JUBA – An international rights organization is urging the government of South Sudan to thoroughly investigate the apparent extrajudicial killings of criminals by state government authorities in the country’s Warrap.
The Human Rights Watch released a report today accusing the government’s security forces of executing at least eight suspected criminals, including two children, as part of their anti-crime campaign in Warrap state.
The executions were allegedly carried out on the orders of Governor Aleu Ayieny Aleu.
Warrap state, in northern South Sudan, has perennially experienced violence linked to inter-communal and cattle raiding since the country’s independence in 2011.
During 2020, there was an escalation in crimes such as killings, sexual violence and abductions as political elites manipulated local rivalries.
President Salva Kiir appointed Governor Aleu in January with a mandate, among other things, to curb violence and crime.

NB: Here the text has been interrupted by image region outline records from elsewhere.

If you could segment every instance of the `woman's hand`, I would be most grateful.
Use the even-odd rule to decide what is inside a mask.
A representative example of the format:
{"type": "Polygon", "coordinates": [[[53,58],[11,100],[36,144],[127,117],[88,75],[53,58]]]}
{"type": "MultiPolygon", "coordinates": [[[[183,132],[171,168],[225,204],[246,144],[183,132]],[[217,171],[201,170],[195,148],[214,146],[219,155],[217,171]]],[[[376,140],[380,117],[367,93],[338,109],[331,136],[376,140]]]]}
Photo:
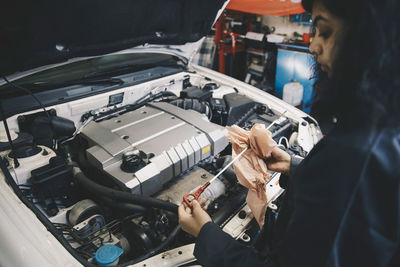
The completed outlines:
{"type": "Polygon", "coordinates": [[[193,208],[190,208],[185,202],[182,202],[179,206],[179,224],[182,225],[183,231],[197,237],[203,225],[211,222],[211,217],[196,200],[192,201],[192,205],[193,208]]]}
{"type": "Polygon", "coordinates": [[[272,150],[271,157],[265,160],[265,163],[271,171],[289,174],[290,155],[278,147],[272,150]]]}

Nyagoah Tut Pur, a South Sudan researcher at Human Rights Watch, called on authorities to immediately halt and ensure justice for the unlawful killings which constitute serious violations of International Law State.
“If Governor Aleu authorized summary killings instead of legal proceedings against suspected criminals, he is abusing his power and undermining the rule of law,” the rights expert said.

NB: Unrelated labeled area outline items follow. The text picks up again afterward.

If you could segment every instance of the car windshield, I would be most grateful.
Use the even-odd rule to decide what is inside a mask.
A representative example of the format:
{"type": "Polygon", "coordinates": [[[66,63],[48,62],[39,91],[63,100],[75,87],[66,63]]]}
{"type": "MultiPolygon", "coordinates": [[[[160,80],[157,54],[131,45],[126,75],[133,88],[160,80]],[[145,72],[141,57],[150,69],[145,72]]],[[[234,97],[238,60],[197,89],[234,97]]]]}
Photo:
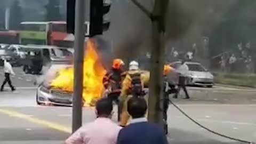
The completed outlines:
{"type": "Polygon", "coordinates": [[[187,65],[188,67],[188,69],[190,71],[205,71],[206,69],[199,64],[188,64],[187,65]]]}
{"type": "Polygon", "coordinates": [[[72,55],[72,53],[65,49],[52,49],[51,57],[53,58],[65,58],[72,55]]]}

“President Kiir should ensure credible and transparent investigations into these serious violations of the right to life bring those responsible to account, and ensure compensation for the victims’ families,” Tut said.
Between June 4 and June 25, 2021, Human Rights Watch interviewed eight witnesses and relatives of victims of state security forces’ violations in Warrap state, as well as seven lawyers, activists, and journalists with knowledge of the killings.
Interviews were conducted by telephone and secure messaging applications in English and, using an interpreter, in Thuuk Muonyjang (Dinka/Jieng dialect).
Human Rights Watch also reviewed reports by the United Nations, community groups, and the local media as well as videos posted on social media platforms.
Credible sources informed Human Rights Watch that, between April and June, on the governor’s orders, security forces executed at least 21 people accused of murder, theft, and other offenses, including in the towns of Kuajok, Romic, Alabek, Twic, Aliek, and Warrap.
Human Rights watch verified eight killings in Kuajok and Nyang Akoch. The UN Mission in South Sudan also documented executions of 29 males in the state, including boys and elderly men.